In ’84 Lydon would collaborate with a band called Time Zone on their biggest single ‘World Destruction‘. The song was an early example of rap-rock and showed Lydon’s musical versatility. In 1986 some of his cohorts on ‘World Destruction‘ would play on Public Image Limited’s ‘Album‘ which featured the anti-apartheid hit anthem ‘Rise‘. Lydon hadn’t left behind his rebellious streak, as an appearance on the American Bandstand show demonstrated, when during performing the song, he ditched the lip-synching to dance with the audience.

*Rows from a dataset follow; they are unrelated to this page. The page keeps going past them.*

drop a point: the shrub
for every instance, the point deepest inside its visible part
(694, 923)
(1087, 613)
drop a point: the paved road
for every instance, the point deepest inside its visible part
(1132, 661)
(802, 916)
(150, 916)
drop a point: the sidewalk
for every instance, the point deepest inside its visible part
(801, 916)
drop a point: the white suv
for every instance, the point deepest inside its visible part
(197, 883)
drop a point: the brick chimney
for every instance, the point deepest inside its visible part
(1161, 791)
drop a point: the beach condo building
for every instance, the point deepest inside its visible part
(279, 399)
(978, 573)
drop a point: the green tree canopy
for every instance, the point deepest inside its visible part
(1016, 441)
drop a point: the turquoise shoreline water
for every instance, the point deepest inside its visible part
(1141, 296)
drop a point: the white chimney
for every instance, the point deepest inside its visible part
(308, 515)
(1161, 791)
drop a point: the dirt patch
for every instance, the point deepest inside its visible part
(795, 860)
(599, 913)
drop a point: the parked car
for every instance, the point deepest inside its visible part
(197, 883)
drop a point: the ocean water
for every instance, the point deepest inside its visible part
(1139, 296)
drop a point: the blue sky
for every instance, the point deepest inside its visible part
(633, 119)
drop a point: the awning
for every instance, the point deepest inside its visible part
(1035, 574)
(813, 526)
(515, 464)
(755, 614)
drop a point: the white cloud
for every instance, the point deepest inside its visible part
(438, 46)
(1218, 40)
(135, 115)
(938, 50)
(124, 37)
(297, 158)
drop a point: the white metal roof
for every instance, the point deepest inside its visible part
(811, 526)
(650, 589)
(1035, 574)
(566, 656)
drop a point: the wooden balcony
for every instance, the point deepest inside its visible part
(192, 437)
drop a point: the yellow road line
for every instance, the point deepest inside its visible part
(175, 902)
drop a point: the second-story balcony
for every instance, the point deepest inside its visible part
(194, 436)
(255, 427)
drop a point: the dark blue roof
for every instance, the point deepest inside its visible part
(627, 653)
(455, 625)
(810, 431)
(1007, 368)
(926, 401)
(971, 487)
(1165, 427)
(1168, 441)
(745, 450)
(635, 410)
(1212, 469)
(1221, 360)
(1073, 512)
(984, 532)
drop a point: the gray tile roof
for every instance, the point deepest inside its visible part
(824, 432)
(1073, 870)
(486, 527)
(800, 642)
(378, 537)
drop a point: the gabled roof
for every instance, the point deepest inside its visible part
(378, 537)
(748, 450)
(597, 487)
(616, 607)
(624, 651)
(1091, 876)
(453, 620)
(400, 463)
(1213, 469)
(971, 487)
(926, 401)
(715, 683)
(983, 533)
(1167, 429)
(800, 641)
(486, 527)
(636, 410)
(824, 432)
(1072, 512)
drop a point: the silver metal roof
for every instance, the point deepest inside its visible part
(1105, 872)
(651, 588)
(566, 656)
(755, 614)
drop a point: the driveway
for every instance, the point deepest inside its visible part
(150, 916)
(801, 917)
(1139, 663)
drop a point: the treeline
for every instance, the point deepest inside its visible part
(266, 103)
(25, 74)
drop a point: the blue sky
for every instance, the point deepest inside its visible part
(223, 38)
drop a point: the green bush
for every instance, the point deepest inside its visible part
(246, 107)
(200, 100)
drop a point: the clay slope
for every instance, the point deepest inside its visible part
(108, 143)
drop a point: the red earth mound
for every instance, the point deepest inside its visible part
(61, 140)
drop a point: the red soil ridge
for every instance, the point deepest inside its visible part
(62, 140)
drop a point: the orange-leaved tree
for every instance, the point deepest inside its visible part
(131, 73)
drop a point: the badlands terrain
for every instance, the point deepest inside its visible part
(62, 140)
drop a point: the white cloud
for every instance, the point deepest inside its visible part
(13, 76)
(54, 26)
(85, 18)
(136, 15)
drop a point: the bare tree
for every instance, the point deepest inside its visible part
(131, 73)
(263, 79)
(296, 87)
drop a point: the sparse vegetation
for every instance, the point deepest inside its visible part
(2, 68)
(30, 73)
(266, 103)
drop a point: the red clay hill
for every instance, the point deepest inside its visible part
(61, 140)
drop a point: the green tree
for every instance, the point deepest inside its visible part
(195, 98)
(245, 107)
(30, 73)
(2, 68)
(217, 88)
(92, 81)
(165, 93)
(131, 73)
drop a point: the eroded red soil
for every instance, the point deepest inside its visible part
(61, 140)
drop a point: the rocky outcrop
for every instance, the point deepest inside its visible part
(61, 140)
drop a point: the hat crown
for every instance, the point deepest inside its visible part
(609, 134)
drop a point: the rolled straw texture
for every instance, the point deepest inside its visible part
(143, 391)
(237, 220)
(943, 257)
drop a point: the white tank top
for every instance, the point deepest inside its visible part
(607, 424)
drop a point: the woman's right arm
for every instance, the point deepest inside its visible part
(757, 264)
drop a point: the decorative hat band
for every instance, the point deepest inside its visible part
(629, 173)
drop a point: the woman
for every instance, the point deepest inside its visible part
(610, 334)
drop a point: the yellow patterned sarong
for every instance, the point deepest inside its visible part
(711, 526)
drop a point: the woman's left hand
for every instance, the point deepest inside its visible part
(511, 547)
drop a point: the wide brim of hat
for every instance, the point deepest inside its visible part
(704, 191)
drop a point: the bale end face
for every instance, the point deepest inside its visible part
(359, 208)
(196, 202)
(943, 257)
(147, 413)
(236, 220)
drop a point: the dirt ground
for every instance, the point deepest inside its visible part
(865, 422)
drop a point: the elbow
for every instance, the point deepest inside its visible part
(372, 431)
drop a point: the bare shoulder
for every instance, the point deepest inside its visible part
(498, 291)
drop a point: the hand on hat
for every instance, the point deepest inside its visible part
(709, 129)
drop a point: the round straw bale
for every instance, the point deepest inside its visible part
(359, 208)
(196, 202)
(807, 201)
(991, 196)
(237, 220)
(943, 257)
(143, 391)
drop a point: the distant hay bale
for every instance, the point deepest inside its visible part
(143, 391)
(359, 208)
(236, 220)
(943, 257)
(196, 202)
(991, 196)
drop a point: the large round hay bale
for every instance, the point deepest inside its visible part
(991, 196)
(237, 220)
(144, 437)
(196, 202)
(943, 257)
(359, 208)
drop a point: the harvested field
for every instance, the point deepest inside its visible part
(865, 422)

He released his autobiography Rotten: No Irish, No Blacks, No Dogs in 1993, which chartered his life up until the end of the Sex Pistols. He described the book as:
as close to the truth as one can get, looking back on events from the inside. All the people in this book were actually there, and this book is as much their point of view as it is mine. This means contradictions and insults have not been edited, and neither have the compliments, if any. I have no time for lies or fantasy, and neither should you. Enjoy or die.
He went on to host Rotten Day, a daily radio feature in the US written by George Gimarc. He then brought out a solo album in 1997 called Psycho’s Path, produced by Virgin Records, on which he wrote every song and played every instrument. The album didn’t really sell and divided critics. A Chemical Brothers remix of one of the songs, ‘Open Up‘ did go on to perform well in both the UK and the US however.
From then his work has mostly been in TV, he hosted the short-lived Rotten TV on VH1 before appearing in ITV‘s reality show I’m a Celebrity… Get Me Out of Here! which led to 91 complaints received about his language as he labelled the viewers “fucking cunts” during the live broadcast. He hosted a documentary called John Lydon’s Megabugs for the Discovery Channel before going on to John Lydon Goes Ape and John Lydon’s Shark Attack for the channel. He also appeared in Reyenbeau & Rotten, touring Britain with the journalist. In 2008 he returned to British screens as the new face of Country Life butter in a series of adverts, leading to claims of selling out by the media.
Lydon, along with fellow remaining members, sporadically perform Sex Pistols reunions, including a five gig tour for the 30th anniversary of their only album. And in 2006 were inducted into the Rock and Roll Hall of Fame, although they refused to attend the ceremony after being asked for large sums of money to attend. Lydon and Matlock also re-recorded some of the band’s singles for various video games, including Guitar Hero and Skate.
Lydon got into various trouble, both legally and with the media during 2008. In 2009 he reformed Public Image Limited, using all the money he earned from the Country Life commercials to finance their tour.